Eppure la storia è bellissima: dopo essere rimasto per trentatré anni dentro un camino con la sola compagnia della voce di Pena, Rete e Lama, tre vecchie sapienti che lo rendono edotto sulle cose del mondo, l’uomo fatto di fumo scende a terra, dove trova due stivaloni capaci di ancorarlo al suolo, e si inoltra nel mondo che lo battezza Perelà dalle iniziali delle sue tre misteriose “maestre”. Così comincia la favola e continua con la trionfale accoglienza dell’uomo di fumo nella corte di un anonimo regno, il cui sovrano lo incarica di redigere il nuovo Codice legislativo dello Stato.
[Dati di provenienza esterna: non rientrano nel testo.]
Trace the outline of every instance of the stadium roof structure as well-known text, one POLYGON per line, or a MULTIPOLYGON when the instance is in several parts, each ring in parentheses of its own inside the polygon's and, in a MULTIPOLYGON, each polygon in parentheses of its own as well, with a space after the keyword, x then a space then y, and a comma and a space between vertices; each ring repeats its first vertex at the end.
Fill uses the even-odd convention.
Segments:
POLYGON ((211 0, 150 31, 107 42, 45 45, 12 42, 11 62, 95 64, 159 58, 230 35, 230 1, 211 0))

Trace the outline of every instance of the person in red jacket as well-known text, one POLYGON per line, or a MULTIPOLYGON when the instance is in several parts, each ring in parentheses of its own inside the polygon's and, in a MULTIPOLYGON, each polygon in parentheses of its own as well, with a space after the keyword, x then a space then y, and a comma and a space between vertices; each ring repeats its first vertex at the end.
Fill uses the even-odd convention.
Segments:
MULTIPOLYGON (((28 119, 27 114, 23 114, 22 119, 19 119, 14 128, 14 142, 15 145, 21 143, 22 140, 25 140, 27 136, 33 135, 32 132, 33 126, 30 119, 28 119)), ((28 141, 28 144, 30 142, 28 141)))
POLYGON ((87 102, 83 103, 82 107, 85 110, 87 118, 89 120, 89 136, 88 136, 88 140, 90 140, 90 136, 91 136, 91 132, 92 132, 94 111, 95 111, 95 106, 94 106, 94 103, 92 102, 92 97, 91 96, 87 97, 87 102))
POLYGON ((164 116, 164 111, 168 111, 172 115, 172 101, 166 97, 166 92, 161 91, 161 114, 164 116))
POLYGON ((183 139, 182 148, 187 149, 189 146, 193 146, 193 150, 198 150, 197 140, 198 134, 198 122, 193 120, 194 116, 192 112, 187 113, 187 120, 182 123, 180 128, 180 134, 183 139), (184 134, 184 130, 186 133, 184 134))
Ma poi, dopo aver conosciuto senza capirli troppo bene i vari aspetti del suo nuovo paese, Perelà cade in disgrazia per la morte del vecchio servitore Alloro, che si dà fuoco nel tentativo di diventare di fumo come lui; processato e insolentito da tutto il popolo che prima lo osannava, viene condannato al carcere a vita, ma una volta rinchiuso nella cella si sfila gli stivali e si dilegua attraverso il camino, disperdendosi nel cielo.

Una favola che non si conclude con una morale immediatamente decifrabile, anzi fa di tutto pur di far confusione, a cominciare dalla scrittura, quasi sempre contratta in dialoghi rapidissimi o addirittura in battute dialogiche pronunciate da una folla di personaggi e poste l’una accanto all’altra in fulminea successione.

Da questa “chiacchera” emergono spessissimo delle punte esilaranti, come le stralunate problematiche sessuali esposte in sequenza all’ attonito Perelà dalle dame del regno ( i cui nomi, da Zoe Bolo Filzo a Cloe Pizzardini Ba a Rosa Ramino Liccio a Bianca Delfino Bicco delle Catene, sono di per sé un’invenzione felicissima), o i velenosi stralci di conversazione isolati durante il ballo in onore dell’uomo di fumo. Ma non sarebbe del tutto giusto considerare Il Codice di Perelà soltanto un romanzo comico, seppur di una comicità “cattiva” ed eversiva. Al di là degli scanzonati fuochi d’artificio del linguaggio, il romanzo rivela una vena simbolica o addirittura “misterica” non trascurabile.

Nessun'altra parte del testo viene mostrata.